How Cities Can Lead on Climate Change Solutions

Sourced from CityLab

This week, diplomats from about 130 countries are gathered in Katowice, Poland, for COP 24, the latest in the annual series of climate change meetings convened under the United Nations Framework Convention on Climate Change. At the heart of the discussions this year is a grim report released in October by the UN’s Intergovernmental Panel on Climate Change—the Special Report on Global Warming of 1.5°C (SR1.5).

The product of more than 90 scientists working from thousands of peer-reviewed studies, SR1.5 laid out the catastrophic effects of exceeding 1.5°C warming over the coming decades. Much of the global news coverage that followed the report’s release focused on a chilling projection in the form of 12-year deadline the IPCC established to limit the most disastrous impacts of planetary warming. “It’s a line in the sand,” said Debra Roberts, a co-chair of Working Group II of SR1.5.

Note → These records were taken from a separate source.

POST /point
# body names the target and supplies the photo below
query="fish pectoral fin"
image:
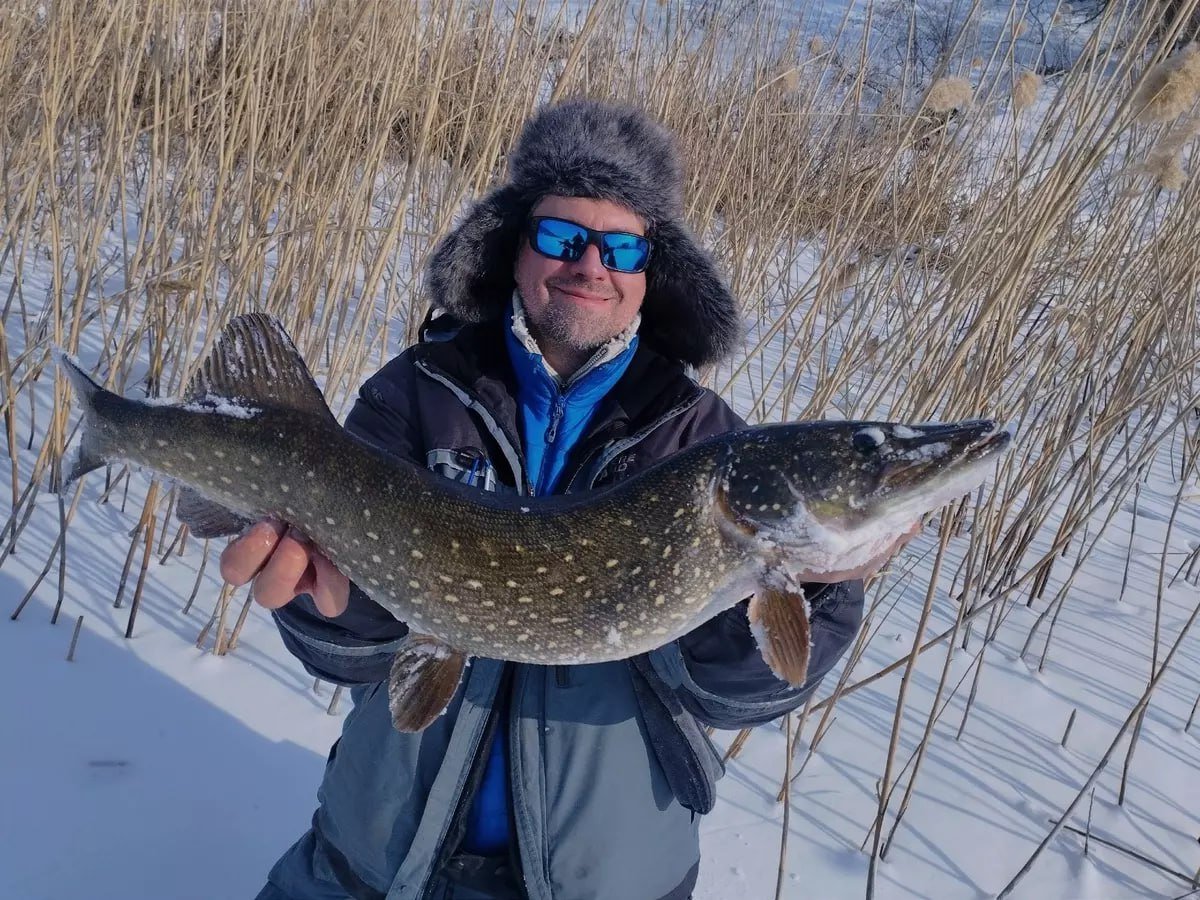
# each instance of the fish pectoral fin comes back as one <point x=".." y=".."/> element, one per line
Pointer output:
<point x="256" y="363"/>
<point x="779" y="621"/>
<point x="205" y="519"/>
<point x="425" y="676"/>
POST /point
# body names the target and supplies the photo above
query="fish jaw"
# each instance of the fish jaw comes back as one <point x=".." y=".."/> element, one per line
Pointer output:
<point x="816" y="537"/>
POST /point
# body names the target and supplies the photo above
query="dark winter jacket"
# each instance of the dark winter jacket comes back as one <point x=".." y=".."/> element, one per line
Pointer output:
<point x="609" y="763"/>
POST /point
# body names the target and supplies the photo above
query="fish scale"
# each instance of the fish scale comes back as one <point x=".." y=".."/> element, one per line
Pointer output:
<point x="577" y="579"/>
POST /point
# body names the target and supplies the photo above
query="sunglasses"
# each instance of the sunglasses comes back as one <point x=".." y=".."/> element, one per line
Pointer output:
<point x="567" y="241"/>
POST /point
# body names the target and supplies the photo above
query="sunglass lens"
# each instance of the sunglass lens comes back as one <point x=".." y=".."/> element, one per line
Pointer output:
<point x="625" y="252"/>
<point x="561" y="240"/>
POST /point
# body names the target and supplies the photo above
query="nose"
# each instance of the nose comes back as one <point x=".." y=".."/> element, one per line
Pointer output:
<point x="589" y="264"/>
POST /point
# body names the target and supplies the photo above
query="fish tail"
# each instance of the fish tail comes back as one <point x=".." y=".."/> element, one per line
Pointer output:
<point x="93" y="450"/>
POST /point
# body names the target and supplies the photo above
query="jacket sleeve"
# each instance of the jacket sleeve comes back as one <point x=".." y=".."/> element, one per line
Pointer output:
<point x="720" y="675"/>
<point x="718" y="670"/>
<point x="357" y="647"/>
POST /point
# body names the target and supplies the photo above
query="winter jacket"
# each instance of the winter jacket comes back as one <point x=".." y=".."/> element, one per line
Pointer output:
<point x="609" y="763"/>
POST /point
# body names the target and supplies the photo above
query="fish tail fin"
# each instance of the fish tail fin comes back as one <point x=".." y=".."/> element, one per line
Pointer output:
<point x="91" y="453"/>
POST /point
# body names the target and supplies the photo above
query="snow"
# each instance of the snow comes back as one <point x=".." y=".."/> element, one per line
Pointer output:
<point x="150" y="768"/>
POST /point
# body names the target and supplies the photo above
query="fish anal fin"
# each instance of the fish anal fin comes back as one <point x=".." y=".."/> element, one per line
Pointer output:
<point x="256" y="363"/>
<point x="425" y="676"/>
<point x="779" y="621"/>
<point x="205" y="519"/>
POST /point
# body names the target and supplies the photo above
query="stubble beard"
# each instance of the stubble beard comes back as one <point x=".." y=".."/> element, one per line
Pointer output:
<point x="577" y="329"/>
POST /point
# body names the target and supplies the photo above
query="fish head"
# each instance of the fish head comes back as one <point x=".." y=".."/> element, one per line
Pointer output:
<point x="797" y="484"/>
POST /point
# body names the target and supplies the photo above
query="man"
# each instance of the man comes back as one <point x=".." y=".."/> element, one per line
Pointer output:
<point x="573" y="299"/>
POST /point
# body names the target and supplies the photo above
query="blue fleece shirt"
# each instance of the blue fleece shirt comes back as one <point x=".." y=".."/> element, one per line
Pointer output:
<point x="552" y="420"/>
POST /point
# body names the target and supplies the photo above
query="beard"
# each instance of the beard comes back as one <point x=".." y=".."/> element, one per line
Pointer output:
<point x="576" y="327"/>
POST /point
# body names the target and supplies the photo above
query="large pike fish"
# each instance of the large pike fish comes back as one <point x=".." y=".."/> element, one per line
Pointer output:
<point x="577" y="579"/>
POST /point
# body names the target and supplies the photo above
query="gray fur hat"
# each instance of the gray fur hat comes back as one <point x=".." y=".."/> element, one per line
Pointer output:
<point x="583" y="148"/>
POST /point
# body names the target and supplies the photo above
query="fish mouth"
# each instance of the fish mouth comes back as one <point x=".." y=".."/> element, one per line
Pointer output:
<point x="942" y="449"/>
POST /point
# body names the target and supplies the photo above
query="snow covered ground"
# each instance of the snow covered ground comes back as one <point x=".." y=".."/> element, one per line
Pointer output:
<point x="149" y="768"/>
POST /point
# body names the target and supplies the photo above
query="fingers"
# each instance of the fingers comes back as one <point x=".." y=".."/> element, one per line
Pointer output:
<point x="331" y="589"/>
<point x="282" y="563"/>
<point x="281" y="576"/>
<point x="246" y="556"/>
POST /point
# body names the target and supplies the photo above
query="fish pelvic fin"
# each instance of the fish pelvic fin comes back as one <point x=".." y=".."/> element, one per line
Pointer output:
<point x="205" y="519"/>
<point x="90" y="454"/>
<point x="255" y="363"/>
<point x="425" y="675"/>
<point x="779" y="619"/>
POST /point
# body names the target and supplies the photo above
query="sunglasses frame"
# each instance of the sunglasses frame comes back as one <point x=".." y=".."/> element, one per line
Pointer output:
<point x="594" y="238"/>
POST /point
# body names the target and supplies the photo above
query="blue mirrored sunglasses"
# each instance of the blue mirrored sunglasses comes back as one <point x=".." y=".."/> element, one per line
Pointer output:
<point x="565" y="240"/>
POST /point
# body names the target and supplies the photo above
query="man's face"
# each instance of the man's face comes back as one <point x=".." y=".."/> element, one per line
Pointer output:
<point x="575" y="307"/>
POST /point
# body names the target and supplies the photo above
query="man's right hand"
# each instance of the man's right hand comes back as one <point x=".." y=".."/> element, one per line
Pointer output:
<point x="282" y="564"/>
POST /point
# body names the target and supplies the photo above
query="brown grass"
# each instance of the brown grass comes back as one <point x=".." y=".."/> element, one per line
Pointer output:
<point x="899" y="250"/>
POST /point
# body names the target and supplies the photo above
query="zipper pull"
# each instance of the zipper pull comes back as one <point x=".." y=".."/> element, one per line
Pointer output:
<point x="556" y="417"/>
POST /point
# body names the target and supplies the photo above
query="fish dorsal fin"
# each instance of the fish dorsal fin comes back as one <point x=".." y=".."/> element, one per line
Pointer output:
<point x="779" y="621"/>
<point x="256" y="363"/>
<point x="425" y="675"/>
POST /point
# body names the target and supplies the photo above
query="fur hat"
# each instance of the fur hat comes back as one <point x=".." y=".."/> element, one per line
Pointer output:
<point x="585" y="148"/>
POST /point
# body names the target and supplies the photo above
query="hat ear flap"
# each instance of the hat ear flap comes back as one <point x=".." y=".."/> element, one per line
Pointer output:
<point x="688" y="313"/>
<point x="469" y="273"/>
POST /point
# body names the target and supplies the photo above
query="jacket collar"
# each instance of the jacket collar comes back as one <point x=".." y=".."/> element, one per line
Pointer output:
<point x="623" y="343"/>
<point x="479" y="363"/>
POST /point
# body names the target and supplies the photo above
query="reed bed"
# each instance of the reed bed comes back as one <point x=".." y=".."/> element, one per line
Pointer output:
<point x="965" y="234"/>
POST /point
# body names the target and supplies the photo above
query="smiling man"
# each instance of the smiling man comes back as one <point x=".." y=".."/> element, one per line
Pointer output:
<point x="567" y="306"/>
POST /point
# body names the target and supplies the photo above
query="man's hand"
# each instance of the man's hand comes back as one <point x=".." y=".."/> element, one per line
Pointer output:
<point x="868" y="569"/>
<point x="282" y="564"/>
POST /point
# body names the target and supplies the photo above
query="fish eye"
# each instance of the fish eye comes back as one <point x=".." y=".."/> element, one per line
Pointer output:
<point x="867" y="441"/>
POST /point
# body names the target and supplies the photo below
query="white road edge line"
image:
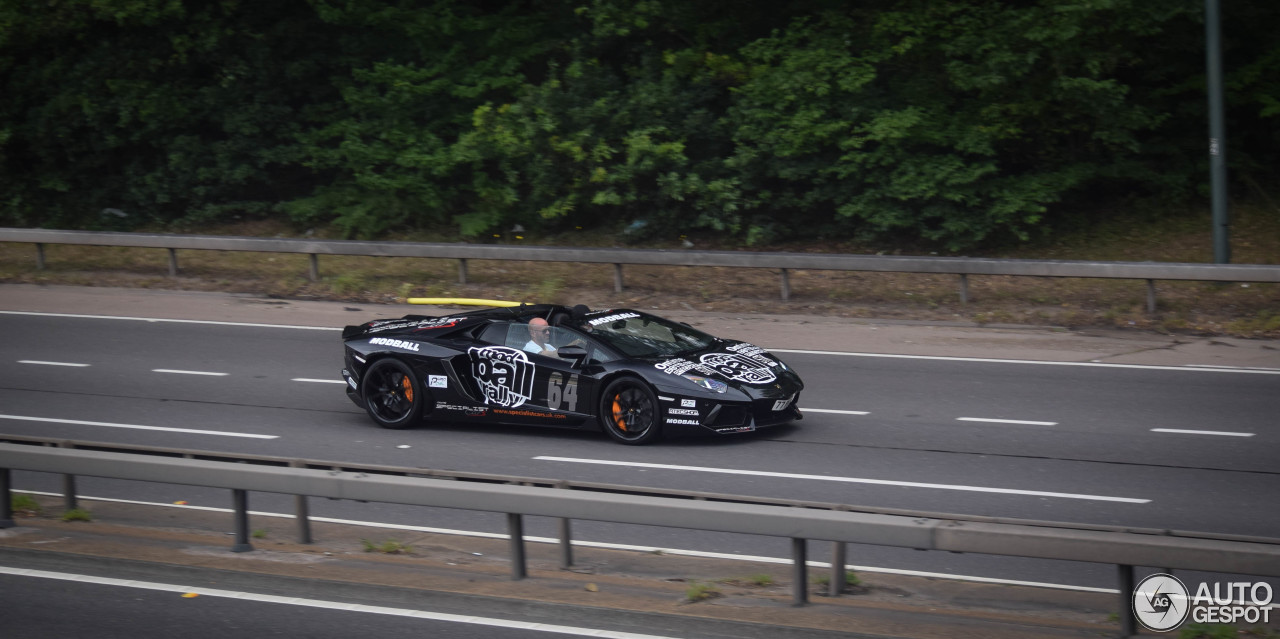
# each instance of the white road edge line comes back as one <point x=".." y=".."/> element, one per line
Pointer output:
<point x="990" y="420"/>
<point x="850" y="480"/>
<point x="136" y="427"/>
<point x="1045" y="363"/>
<point x="1178" y="430"/>
<point x="1188" y="368"/>
<point x="607" y="546"/>
<point x="835" y="411"/>
<point x="320" y="603"/>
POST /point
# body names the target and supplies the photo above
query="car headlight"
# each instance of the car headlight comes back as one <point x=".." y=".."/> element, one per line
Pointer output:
<point x="708" y="383"/>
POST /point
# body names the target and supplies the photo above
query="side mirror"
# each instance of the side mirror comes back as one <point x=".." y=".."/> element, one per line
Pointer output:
<point x="575" y="352"/>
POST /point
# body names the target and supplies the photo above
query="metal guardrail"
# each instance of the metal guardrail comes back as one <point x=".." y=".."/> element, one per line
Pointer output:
<point x="782" y="261"/>
<point x="1123" y="548"/>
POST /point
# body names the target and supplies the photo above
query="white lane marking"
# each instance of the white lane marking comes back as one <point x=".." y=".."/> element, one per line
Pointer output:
<point x="320" y="603"/>
<point x="835" y="411"/>
<point x="135" y="427"/>
<point x="1045" y="363"/>
<point x="1009" y="421"/>
<point x="584" y="543"/>
<point x="1187" y="368"/>
<point x="849" y="480"/>
<point x="168" y="320"/>
<point x="1200" y="432"/>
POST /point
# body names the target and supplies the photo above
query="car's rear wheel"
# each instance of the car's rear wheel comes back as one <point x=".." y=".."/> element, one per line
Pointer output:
<point x="393" y="396"/>
<point x="629" y="411"/>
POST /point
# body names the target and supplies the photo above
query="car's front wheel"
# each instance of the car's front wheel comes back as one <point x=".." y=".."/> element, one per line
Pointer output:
<point x="629" y="411"/>
<point x="393" y="396"/>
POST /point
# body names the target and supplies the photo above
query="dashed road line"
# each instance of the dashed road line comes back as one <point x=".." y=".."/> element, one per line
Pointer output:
<point x="991" y="420"/>
<point x="1185" y="432"/>
<point x="835" y="411"/>
<point x="849" y="480"/>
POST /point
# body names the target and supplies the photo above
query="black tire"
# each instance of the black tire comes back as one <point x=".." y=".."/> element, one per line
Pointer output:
<point x="630" y="412"/>
<point x="393" y="396"/>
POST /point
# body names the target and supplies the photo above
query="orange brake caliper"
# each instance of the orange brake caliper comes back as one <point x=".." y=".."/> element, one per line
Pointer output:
<point x="617" y="412"/>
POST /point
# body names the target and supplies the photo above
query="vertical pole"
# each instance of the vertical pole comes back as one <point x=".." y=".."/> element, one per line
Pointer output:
<point x="302" y="512"/>
<point x="5" y="500"/>
<point x="1128" y="622"/>
<point x="69" y="500"/>
<point x="566" y="544"/>
<point x="837" y="569"/>
<point x="1216" y="133"/>
<point x="240" y="503"/>
<point x="516" y="529"/>
<point x="799" y="573"/>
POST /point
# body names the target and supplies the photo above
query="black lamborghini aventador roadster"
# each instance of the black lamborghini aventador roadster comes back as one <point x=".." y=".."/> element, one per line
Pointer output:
<point x="635" y="375"/>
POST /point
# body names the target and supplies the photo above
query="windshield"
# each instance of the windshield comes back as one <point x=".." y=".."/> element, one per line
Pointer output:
<point x="638" y="334"/>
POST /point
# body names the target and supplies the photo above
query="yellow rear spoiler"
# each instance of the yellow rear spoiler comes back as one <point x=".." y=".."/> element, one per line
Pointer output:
<point x="462" y="301"/>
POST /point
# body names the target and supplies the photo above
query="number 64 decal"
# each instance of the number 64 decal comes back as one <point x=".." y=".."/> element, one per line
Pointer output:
<point x="560" y="393"/>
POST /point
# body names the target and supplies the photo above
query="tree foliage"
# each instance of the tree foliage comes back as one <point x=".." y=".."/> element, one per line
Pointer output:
<point x="951" y="122"/>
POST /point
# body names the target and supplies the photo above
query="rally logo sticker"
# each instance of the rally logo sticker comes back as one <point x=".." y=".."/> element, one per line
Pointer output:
<point x="740" y="368"/>
<point x="504" y="375"/>
<point x="394" y="343"/>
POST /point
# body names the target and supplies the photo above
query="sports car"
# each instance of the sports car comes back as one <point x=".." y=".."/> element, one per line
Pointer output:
<point x="635" y="375"/>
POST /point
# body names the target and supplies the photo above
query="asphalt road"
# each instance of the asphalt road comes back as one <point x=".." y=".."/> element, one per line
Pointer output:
<point x="1170" y="444"/>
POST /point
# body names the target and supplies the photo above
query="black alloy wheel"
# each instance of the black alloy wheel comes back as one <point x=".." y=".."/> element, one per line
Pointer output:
<point x="393" y="397"/>
<point x="630" y="412"/>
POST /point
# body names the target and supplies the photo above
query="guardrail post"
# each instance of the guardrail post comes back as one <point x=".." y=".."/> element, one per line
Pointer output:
<point x="799" y="571"/>
<point x="566" y="544"/>
<point x="837" y="569"/>
<point x="5" y="500"/>
<point x="1128" y="622"/>
<point x="240" y="502"/>
<point x="516" y="529"/>
<point x="69" y="498"/>
<point x="301" y="511"/>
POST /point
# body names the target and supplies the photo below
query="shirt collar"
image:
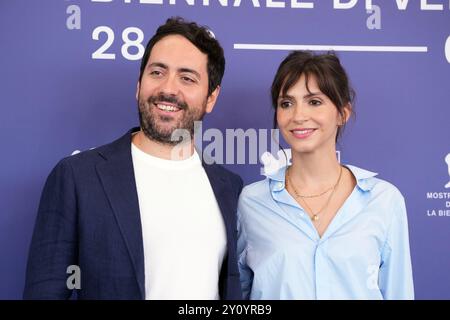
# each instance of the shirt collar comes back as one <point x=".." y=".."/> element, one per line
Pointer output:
<point x="364" y="178"/>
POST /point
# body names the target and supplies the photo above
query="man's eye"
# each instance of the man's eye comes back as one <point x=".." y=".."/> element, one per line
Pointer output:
<point x="187" y="79"/>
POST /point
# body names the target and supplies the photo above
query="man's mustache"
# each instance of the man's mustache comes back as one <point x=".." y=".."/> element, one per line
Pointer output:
<point x="161" y="98"/>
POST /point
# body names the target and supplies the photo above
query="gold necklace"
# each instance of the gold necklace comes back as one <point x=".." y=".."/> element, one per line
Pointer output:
<point x="315" y="216"/>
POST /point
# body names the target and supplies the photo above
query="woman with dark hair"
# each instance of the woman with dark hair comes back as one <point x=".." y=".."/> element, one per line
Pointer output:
<point x="317" y="229"/>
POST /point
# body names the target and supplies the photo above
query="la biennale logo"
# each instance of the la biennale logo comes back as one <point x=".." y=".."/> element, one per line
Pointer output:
<point x="447" y="161"/>
<point x="441" y="199"/>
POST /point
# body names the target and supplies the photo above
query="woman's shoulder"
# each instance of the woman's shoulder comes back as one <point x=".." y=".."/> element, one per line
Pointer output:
<point x="256" y="189"/>
<point x="370" y="181"/>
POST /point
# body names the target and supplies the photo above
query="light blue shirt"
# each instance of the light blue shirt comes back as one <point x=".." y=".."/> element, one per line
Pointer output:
<point x="363" y="254"/>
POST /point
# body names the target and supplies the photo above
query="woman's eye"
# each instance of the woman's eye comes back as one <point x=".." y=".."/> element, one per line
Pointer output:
<point x="285" y="104"/>
<point x="315" y="102"/>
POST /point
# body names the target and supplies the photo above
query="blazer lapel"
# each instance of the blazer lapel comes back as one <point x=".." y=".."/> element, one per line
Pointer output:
<point x="220" y="186"/>
<point x="117" y="177"/>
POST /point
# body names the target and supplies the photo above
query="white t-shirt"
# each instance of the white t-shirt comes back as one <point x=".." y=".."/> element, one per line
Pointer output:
<point x="182" y="228"/>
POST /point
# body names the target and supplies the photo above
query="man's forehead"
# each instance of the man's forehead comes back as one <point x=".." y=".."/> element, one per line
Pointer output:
<point x="177" y="51"/>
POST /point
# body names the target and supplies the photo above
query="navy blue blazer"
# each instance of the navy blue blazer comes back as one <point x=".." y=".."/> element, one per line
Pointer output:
<point x="89" y="217"/>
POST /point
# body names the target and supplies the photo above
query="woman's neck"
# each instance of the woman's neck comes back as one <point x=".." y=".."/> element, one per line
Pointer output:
<point x="313" y="172"/>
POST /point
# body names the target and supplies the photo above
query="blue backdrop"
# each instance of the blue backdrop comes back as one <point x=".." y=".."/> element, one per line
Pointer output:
<point x="68" y="79"/>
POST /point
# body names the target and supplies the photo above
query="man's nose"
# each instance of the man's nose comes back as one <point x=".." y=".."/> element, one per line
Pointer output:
<point x="169" y="85"/>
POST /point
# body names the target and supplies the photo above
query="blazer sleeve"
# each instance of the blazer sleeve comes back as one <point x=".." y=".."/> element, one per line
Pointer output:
<point x="54" y="243"/>
<point x="246" y="274"/>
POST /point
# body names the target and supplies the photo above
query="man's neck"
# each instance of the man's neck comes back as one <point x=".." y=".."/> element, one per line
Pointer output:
<point x="160" y="150"/>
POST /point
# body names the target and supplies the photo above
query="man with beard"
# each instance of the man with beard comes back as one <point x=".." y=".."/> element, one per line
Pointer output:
<point x="134" y="219"/>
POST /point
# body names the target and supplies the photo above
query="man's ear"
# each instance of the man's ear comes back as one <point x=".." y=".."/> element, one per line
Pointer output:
<point x="137" y="90"/>
<point x="211" y="100"/>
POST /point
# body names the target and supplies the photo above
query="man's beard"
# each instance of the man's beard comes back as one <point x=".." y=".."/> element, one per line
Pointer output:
<point x="151" y="122"/>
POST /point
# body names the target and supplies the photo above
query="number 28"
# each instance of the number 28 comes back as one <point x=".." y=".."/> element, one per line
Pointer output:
<point x="128" y="43"/>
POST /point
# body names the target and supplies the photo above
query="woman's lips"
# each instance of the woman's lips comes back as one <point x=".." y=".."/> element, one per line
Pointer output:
<point x="303" y="133"/>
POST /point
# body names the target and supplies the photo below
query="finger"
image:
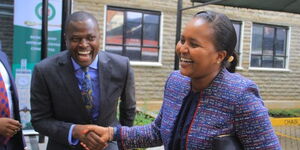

But the report wasn’t just a grave warning: It was also a roadmap to solutions. These solutions were organized around four areas, or systems—energy, land use and ecosystems, cities and infrastructure, and industry. And while urban issues comprise one of those four areas, actions in cities are integral to each system transformation. Put another way: There is no way to save the planet without serious changes in how city-dwellers live, work, and move. That’s a point stressed in this summary of the IPCC report aimed at urban policymakers, which was released at COPS 24. (I was one of the 21 co-authors of this report.) The necessary changes to limit warming must be made not only by national governments and the private sector, but also by city leaders and the residents of urban areas.

As a co-chair of the working group on impacts, Roberts led the world’s top climate scientists through the assessment, drafting, and approval process. A scientist herself, Roberts is the head of the Sustainable and Resilient City Initiatives Unit, eThekwini Municipality, Durban, South Africa. In other words, she is a rare climate expert who’s familiar with the scientific, diplomatic, and urban policy issues that this unparalleled global challenge represents.